Apart from spicing up your sandwiches and occasional dishes, jalapenos have anti-bacterial, anti-carcinogenic, analgesic and anti-diabetic properties

Jalapeno is often mispronounced. The correct way to say it is halla-pen-yo. With a tilde over the ‘n’, and not hollowpen-o, or hallowpeenya.

  • Jalapenos are small green peppers best known for their hotness and are used in a variety of savoury dishes. Once only sold in Mexican specialty food stores or at farmers’ markets, they are now widely available in major supermarkets all across the world.
  • The species name of jalapenos is Capsicum annuum. They are also called gorda, bola, acorchado, morita and candelaria peppers. Jalapeno peppers are commonly around one inch in diameter, between two and three inches long and cone shaped, with a larger root end that tapers to the opposite end.
  • They are available in green or red varieties, with green being the color at early harvest. They are considered moderately hot — a five on a heat scale of one to ten.
  • Grown mainly in Texas, New Mexico and the Mexican cities of Chihuahua, Veracruz and Oaxaca, jalapenos are planted between 18 and 24 inches apart.
  • When buying fresh jalapenos, choose the ones that are unwrinkled with firm, smooth skins and solid bodies. Besides being sold fresh, jalapenos are also available in cans either roasted or pickled.
  • Although jalapenos got their name from the town where they originated, Jalapa, Mexico, they are no longer commercially cultivated in that town.
  • Jalapenos were the first peppers that travelled into space on a NASA shuttle. Ancient Aztecs were reportedly the first to use jalapenos, but they dried and smoked the peppers rather than eating them.
  • Jalapeño chilies progressively get hotter the older they get, eventually turning bright red. As they age, they develop white lines and flecks, like stretch marks running in the direction of the length of the pepper. The smoother the pepper, the younger, and milder it is.
  • The more white lines, the older and hotter they are. Red jalapeños can be pretty hot, if they have a lot of striations, but they are also sweeter.
  • Jalapeños are considered a pod type of capsicum. The growing period for a jalapeño plant is approximately 70-80 days. When mature, the plant stands 2 1/2 to 3 feet tall.
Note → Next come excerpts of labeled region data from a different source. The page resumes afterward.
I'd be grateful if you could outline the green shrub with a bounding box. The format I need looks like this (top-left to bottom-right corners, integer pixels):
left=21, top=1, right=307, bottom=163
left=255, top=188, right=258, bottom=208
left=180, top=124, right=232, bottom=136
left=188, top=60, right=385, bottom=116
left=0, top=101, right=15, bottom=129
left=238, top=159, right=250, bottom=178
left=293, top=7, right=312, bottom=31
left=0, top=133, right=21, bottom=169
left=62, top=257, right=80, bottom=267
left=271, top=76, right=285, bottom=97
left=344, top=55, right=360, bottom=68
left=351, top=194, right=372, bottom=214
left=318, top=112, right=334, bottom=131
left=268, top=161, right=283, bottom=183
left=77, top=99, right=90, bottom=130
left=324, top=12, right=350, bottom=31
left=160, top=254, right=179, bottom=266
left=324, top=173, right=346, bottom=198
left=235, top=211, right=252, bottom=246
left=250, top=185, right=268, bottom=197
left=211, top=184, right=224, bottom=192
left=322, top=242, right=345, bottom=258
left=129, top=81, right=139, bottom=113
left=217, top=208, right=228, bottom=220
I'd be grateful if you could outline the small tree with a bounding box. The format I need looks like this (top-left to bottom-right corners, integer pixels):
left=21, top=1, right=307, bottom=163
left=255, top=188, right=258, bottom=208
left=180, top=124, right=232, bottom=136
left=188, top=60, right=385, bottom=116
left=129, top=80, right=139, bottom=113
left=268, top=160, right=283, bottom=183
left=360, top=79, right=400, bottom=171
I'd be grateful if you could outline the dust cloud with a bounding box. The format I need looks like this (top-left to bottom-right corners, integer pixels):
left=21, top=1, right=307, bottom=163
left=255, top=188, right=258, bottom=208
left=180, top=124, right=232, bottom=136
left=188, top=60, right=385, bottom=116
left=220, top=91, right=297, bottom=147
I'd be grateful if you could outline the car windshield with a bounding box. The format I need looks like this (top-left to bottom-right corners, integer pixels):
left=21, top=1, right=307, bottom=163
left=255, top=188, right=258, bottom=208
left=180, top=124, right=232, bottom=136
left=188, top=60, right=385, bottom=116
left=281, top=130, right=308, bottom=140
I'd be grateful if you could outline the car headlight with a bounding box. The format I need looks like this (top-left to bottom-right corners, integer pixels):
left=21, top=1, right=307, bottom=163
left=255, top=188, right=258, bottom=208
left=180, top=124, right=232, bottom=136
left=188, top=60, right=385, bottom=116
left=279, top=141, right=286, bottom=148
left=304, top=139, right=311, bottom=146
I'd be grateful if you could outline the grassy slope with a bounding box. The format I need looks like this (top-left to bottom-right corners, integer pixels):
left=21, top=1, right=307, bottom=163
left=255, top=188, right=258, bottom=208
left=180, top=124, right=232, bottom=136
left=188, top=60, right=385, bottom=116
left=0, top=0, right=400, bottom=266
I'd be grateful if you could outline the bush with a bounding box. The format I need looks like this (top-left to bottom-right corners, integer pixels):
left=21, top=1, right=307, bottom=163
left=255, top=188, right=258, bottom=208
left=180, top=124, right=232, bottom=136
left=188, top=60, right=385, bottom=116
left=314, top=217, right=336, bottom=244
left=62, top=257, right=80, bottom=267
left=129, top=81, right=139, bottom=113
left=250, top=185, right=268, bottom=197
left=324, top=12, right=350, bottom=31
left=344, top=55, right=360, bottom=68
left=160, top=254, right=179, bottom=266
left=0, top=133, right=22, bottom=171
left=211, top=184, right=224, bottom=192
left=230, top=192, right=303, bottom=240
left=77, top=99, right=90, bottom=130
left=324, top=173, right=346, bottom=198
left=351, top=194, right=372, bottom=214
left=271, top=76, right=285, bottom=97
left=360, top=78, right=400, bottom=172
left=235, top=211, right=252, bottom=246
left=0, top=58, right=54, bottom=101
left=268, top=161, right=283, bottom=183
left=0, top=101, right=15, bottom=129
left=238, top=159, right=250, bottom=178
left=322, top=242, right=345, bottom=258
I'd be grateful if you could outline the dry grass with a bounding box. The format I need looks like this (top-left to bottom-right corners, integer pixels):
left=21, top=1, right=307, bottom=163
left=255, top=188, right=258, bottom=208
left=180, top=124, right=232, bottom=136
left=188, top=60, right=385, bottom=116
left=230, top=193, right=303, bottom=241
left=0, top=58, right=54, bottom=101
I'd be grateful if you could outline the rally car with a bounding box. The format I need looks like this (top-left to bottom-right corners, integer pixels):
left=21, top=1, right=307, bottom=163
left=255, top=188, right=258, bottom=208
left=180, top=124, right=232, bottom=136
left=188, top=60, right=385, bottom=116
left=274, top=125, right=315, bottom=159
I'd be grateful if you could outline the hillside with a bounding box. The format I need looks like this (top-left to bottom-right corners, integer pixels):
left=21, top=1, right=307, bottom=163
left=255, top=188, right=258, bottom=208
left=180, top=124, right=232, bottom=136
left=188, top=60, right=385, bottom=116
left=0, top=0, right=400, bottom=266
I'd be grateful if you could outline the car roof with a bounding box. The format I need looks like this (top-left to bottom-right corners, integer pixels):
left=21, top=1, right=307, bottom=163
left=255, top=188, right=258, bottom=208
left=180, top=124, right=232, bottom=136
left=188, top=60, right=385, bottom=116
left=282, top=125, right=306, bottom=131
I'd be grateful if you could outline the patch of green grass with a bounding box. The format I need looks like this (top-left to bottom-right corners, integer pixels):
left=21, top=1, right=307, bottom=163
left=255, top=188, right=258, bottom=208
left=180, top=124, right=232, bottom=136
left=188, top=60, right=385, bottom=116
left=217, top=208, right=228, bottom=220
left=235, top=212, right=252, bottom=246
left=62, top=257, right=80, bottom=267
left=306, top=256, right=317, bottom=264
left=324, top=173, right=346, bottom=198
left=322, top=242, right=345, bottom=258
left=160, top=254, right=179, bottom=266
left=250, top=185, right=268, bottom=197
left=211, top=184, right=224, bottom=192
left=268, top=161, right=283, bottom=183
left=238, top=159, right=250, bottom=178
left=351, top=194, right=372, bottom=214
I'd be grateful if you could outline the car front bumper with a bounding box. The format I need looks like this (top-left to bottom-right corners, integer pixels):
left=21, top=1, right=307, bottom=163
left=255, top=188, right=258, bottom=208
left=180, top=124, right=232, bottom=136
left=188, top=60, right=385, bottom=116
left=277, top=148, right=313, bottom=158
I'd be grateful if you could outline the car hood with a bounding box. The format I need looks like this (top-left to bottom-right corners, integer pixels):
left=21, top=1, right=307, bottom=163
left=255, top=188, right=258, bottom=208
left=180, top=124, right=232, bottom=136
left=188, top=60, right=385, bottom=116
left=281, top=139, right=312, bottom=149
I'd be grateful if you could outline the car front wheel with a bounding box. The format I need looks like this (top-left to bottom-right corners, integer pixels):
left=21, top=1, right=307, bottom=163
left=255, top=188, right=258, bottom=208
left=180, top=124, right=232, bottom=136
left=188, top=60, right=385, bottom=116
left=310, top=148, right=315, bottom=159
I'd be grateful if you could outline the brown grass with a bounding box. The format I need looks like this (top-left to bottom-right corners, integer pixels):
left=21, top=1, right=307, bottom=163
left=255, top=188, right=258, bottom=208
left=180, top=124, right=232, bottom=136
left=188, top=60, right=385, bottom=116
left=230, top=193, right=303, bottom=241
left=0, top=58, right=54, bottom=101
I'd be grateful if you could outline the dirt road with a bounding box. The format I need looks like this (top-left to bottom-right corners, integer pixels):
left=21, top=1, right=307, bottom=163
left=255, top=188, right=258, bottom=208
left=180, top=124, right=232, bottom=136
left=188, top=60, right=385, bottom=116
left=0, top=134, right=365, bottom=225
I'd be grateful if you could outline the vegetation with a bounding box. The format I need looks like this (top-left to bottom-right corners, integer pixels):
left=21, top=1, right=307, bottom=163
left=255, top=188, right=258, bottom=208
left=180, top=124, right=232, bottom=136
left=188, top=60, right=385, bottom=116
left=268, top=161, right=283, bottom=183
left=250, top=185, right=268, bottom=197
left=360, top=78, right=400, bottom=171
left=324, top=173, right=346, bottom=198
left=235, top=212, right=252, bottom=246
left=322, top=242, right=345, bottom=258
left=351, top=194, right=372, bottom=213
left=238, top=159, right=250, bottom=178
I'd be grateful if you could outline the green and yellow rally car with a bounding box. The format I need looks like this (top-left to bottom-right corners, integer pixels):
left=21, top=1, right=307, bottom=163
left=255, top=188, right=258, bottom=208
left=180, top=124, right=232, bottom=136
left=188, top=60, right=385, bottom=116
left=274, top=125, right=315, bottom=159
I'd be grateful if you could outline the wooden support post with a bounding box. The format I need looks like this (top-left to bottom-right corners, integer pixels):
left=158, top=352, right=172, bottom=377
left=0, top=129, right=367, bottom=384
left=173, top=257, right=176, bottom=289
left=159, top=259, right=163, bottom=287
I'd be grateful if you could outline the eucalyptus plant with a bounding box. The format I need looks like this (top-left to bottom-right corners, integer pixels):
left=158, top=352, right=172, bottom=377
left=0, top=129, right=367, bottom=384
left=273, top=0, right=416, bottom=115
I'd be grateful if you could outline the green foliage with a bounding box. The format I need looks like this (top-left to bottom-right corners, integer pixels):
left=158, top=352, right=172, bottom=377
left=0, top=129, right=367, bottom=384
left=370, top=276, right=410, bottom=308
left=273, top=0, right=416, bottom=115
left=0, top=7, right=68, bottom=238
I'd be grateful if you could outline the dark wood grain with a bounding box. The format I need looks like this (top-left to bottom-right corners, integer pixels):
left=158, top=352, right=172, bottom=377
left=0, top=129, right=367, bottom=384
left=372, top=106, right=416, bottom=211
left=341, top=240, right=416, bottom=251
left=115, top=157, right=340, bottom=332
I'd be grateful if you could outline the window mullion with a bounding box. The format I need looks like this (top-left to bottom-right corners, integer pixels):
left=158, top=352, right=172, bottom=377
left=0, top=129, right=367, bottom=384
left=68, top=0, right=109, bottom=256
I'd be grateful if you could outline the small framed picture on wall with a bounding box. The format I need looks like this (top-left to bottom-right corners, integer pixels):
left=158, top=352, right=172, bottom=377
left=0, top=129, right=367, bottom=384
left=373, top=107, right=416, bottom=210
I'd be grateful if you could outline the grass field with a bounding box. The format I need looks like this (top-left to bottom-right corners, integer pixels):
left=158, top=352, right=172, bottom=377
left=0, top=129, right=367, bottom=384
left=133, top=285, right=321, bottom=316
  • Chilies contain health benefiting alkaloid compound, capsaicin, which gives them the strong spicy pungent character. Tolerance level of peppers in human beings, including jalapeno peppers, may have wide individual variations. Wherever feasible, they should be consumed in moderation to avoid any untoward experiences.
  • Capsaicin has been found to have anti-bacterial, anti-carcinogenic, analgesic and anti-diabetic properties, at least in some early laboratory studies on experimental mammals. It also found to reduce lDl-cholesterol levels in obese individuals.
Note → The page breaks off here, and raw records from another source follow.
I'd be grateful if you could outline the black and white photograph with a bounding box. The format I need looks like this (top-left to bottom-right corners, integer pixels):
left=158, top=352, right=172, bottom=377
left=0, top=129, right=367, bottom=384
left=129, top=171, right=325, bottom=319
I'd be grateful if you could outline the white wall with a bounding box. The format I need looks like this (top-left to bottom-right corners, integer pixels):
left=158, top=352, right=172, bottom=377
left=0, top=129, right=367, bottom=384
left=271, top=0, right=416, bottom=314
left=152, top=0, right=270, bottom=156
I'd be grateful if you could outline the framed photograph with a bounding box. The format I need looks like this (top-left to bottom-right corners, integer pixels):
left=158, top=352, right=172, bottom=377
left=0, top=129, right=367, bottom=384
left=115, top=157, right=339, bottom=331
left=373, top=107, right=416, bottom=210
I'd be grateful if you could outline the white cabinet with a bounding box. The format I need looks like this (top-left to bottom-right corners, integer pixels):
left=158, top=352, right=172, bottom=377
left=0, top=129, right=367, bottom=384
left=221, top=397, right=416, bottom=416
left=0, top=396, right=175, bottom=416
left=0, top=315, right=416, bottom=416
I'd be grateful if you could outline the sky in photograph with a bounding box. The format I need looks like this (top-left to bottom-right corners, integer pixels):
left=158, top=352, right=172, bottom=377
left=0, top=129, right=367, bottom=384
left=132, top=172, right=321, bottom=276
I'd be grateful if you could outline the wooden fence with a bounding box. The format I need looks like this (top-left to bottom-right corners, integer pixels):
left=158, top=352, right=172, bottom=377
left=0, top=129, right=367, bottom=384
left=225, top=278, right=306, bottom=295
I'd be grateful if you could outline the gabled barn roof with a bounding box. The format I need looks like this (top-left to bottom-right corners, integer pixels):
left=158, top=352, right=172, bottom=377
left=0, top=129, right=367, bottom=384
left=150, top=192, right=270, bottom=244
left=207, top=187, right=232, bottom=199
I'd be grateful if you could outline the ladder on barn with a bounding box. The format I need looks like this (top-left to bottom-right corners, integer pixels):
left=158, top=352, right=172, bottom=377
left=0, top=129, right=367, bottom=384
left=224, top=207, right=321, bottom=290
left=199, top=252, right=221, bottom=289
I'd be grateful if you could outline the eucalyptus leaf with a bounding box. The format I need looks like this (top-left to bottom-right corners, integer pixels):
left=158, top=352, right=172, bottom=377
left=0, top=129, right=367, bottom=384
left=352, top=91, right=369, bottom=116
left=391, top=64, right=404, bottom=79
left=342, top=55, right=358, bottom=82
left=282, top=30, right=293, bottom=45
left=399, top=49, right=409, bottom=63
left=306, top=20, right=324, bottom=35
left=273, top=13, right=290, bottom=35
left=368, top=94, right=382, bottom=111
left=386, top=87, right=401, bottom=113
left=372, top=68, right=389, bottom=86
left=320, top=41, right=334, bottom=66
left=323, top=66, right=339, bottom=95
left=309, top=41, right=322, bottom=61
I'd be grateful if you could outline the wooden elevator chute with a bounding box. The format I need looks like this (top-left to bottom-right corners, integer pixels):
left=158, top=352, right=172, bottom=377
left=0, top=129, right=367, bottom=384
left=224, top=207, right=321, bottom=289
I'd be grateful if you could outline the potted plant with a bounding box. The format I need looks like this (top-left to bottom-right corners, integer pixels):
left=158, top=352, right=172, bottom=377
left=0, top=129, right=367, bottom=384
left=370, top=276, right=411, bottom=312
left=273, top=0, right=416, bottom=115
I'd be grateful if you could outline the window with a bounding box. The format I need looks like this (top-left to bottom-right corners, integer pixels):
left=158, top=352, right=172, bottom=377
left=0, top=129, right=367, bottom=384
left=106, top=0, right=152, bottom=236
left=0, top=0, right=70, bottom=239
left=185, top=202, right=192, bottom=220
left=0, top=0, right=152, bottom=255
  • Fresh jalapeno peppers are rich source of vitamin-C. 100 gms provide about 118.6 µg or about 198 per cent of RDA. Vitamin C is a potent water-soluble antioxidant. It is required for the collagen synthesis within the body.
  • They also contain other valuable antioxidants such as vitamin A, and flavonoids like beta-carotene, alpha-carotene, lutein, zea xanthin, and cryptoxanthin. These antioxidant substances in capsicum help to protect the body from injurious effects of free-radicals generated from stress and disease conditions.